Do almonds smell like amaretto? If they do, have you noticed if more people than usual have tried to lick you lately?  



> Why thank you, but I don't believe I started one.
> 
> *takes her statuette and runs*


 ~Gasps!~ AnnMarie! You never fail to surprise.


----------



## Obesus (Dec 8, 2005)

...on the BHM/FFA board, but we don't talk about things like that in THIS family! :shocked:


----------



## fatlane (Dec 8, 2005)

Oxygonus species
(COLEOPTERA: ELATERIDAE)







Oxygonus Obesus

Coincidence? I THINK NOT!


----------



## Trisha (Dec 8, 2005)

Buffie said:


> Hi... I'm in Delaware. (Do you know what movie that's from!?! Do ya?? Do ya??)



Wayne's World, isn't it?


----------



## Obesus (Dec 9, 2005)

Me n' duh Coleoptera go waaaaaaaaay back! It's true...I'm raising duh hand and statin' it so's it won't be no rumor no more! I feel shame.....:shocked: 
PS...I know I was all signed up to be your evil henchman, but I actually woik for Ming da' Moice-i-less....I'm a bad poison!  (pronounced poh-sohn, as in Person)





fatlane said:


> Oxygonus species
> (COLEOPTERA: ELATERIDAE)
> 
> Oxygonus Obesus
> ...


----------



## fatlane (Dec 9, 2005)

And how do you suppose you'll explain your way out of THIS?


----------



## Obesus (Dec 9, 2005)

I was kinda' hoping to slick and slide myself through the dragnet of your watchful eyes and the microscope of the French Secret service with some, uh, cocoa butter type preparation! Uhhhhhhh...maybe not such a good idea after all...oooooohhhh....Plan B.  Vast amounts of static electricity! Yuppers, that'll do it, just fine and dandy!  




fatlane said:


> And how do you suppose you'll explain your way out of THIS?


----------



## fatlane (Dec 9, 2005)

Fool! Do you not know I, too am master of the electrical arts! BEHOLD! I HAVE INSTALLED MY OWN CEILING FAN/TESLA COIL COMBINATION!
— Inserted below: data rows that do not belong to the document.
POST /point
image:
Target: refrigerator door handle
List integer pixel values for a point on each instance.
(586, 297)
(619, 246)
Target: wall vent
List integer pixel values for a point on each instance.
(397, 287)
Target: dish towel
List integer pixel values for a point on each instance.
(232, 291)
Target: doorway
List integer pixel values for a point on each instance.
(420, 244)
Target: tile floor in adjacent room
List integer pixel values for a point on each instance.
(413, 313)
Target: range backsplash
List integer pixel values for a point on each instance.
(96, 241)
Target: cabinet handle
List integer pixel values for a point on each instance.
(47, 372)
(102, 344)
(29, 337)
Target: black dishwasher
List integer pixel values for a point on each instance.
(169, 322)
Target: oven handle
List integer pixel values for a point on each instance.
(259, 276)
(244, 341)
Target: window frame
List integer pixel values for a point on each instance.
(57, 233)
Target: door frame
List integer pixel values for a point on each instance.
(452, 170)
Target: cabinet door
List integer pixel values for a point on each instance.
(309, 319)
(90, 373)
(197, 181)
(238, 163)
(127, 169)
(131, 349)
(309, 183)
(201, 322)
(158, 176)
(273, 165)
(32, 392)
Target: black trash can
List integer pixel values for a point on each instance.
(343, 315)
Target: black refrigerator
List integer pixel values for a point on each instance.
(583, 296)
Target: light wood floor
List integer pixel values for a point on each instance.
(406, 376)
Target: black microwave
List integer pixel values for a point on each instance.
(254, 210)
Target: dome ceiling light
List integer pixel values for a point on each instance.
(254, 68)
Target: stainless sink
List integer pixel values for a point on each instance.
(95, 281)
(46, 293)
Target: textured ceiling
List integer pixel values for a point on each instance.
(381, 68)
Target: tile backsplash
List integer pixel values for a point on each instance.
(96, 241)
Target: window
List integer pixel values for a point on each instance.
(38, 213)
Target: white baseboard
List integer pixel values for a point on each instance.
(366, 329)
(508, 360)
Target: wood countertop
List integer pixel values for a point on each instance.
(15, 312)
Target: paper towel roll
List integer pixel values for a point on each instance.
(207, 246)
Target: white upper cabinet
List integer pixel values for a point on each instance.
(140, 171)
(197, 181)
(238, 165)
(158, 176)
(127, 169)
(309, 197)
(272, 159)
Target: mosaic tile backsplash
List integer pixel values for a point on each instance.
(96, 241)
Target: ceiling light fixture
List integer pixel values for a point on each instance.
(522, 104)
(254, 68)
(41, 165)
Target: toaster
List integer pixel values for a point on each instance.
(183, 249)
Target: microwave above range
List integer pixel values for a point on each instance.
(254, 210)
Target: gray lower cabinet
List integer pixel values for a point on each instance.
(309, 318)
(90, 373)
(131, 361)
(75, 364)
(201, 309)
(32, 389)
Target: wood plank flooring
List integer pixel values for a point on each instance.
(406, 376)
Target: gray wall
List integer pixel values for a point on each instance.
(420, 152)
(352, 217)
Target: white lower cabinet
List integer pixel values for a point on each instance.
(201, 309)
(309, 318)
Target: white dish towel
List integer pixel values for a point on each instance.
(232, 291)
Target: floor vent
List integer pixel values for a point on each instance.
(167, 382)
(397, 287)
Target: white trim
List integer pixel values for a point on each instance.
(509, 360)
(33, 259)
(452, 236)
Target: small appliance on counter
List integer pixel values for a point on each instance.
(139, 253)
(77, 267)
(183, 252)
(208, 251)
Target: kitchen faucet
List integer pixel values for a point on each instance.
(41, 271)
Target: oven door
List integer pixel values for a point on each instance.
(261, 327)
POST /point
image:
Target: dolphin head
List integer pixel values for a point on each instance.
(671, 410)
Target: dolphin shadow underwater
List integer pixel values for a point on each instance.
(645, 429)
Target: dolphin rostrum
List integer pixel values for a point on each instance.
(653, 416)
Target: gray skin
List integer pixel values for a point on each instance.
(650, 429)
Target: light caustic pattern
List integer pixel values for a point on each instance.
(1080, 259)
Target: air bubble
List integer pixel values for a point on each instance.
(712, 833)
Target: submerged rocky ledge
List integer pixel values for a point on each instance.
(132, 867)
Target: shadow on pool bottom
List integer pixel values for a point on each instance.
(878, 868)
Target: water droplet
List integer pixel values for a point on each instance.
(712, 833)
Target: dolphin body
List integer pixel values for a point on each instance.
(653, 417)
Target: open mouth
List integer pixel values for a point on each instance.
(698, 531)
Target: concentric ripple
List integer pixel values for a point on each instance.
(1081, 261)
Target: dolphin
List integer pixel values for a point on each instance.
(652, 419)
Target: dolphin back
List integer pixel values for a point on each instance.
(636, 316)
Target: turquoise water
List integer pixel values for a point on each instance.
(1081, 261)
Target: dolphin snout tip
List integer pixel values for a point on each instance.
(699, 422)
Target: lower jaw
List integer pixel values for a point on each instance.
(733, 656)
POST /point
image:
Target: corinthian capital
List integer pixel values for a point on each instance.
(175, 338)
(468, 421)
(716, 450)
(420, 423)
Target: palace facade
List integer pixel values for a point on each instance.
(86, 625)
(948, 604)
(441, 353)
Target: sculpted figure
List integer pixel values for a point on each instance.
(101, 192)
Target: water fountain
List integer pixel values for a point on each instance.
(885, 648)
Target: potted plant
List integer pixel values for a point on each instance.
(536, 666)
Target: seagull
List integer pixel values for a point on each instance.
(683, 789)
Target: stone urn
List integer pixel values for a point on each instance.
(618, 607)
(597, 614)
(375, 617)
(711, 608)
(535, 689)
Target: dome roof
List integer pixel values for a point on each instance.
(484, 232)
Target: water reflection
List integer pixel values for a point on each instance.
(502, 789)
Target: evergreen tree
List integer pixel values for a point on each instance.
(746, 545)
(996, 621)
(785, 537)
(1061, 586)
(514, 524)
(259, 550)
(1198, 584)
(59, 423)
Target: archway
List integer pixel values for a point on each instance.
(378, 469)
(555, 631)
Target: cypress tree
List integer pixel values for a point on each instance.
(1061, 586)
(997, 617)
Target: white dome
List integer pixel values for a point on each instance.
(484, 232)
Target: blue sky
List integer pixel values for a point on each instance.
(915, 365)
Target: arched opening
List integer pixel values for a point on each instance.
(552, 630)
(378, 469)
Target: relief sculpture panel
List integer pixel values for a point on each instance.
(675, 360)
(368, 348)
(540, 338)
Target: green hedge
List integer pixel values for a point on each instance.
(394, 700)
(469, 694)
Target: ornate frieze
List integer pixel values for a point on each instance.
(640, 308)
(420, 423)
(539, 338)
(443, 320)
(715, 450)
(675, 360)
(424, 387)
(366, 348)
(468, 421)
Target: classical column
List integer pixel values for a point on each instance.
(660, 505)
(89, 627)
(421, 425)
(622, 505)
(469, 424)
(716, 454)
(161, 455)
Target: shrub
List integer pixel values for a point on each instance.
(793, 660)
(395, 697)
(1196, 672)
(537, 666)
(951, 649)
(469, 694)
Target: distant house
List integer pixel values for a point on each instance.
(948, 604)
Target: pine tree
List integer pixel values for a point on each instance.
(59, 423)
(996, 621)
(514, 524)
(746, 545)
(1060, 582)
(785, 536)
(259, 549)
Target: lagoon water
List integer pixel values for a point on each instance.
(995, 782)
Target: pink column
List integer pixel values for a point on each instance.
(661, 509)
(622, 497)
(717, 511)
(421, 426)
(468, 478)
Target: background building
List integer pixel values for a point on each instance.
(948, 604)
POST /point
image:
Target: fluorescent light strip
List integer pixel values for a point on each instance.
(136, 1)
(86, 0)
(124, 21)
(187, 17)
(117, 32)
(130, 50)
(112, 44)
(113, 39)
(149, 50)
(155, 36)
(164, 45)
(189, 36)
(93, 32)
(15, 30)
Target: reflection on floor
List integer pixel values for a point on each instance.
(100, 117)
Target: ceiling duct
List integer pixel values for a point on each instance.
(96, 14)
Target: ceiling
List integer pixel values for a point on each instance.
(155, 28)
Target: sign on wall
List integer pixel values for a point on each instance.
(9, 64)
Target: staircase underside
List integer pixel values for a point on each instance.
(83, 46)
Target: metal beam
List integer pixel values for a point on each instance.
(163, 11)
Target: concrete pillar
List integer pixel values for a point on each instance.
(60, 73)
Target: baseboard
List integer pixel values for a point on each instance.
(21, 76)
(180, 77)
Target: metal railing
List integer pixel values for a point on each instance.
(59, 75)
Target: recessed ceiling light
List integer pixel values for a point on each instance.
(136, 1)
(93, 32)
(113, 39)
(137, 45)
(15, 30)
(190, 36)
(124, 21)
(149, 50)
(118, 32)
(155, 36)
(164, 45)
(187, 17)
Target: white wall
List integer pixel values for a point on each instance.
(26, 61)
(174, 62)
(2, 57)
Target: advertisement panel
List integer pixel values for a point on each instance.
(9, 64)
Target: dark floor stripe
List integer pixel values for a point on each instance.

Keeps the room cool and eliminates vermin!


----------



## Obesus (Dec 10, 2005)

Overwhelmed, even kvetched and frammused a bit...I might have the electrical socket tummy inflammations or something from just looking at that sucker...is that new on the thirteenth floor of the FORTRESS OF EVILTUDE? I don't get up there too much...a bit too fat to waddle up the thousand steps to get there, eh?  Master, you never cease to amaze  
PS, as much as I love to waddle around in your shadow, I am thinking of going back to Dr. Moreau...fewer steps...



fatlane said:


> Fool! Do you not know I, too am master of the electrical arts! BEHOLD! I HAVE INSTALLED MY OWN CEILING FAN/TESLA COIL COMBINATION! keeps the room cool and eliminates vermin!


----------



## fatlane (Dec 10, 2005)

I see your Doc Moreau and raise you a Patrick Roy.


----------



## Obesus (Dec 10, 2005)

I'll see ya' and raise ya' a "No Kill I" CD! Aha!....the world's (thank God) ONLY Star Trek Punk Rock band outta' Sacto CA!!!!!! Aha!


----------



## fatlane (Dec 10, 2005)

'Ere now! We'll have none of that, then!


----------



## LillyBBBW (Dec 10, 2005)

jdwhitak said:


> I'm really an evil scientist planning to strike a fatal blow to the leaders of the "thin is in" movement and other food nazis by lacing the health foods these people eat with a special blend of chemicals and hormones that will induce weight gain.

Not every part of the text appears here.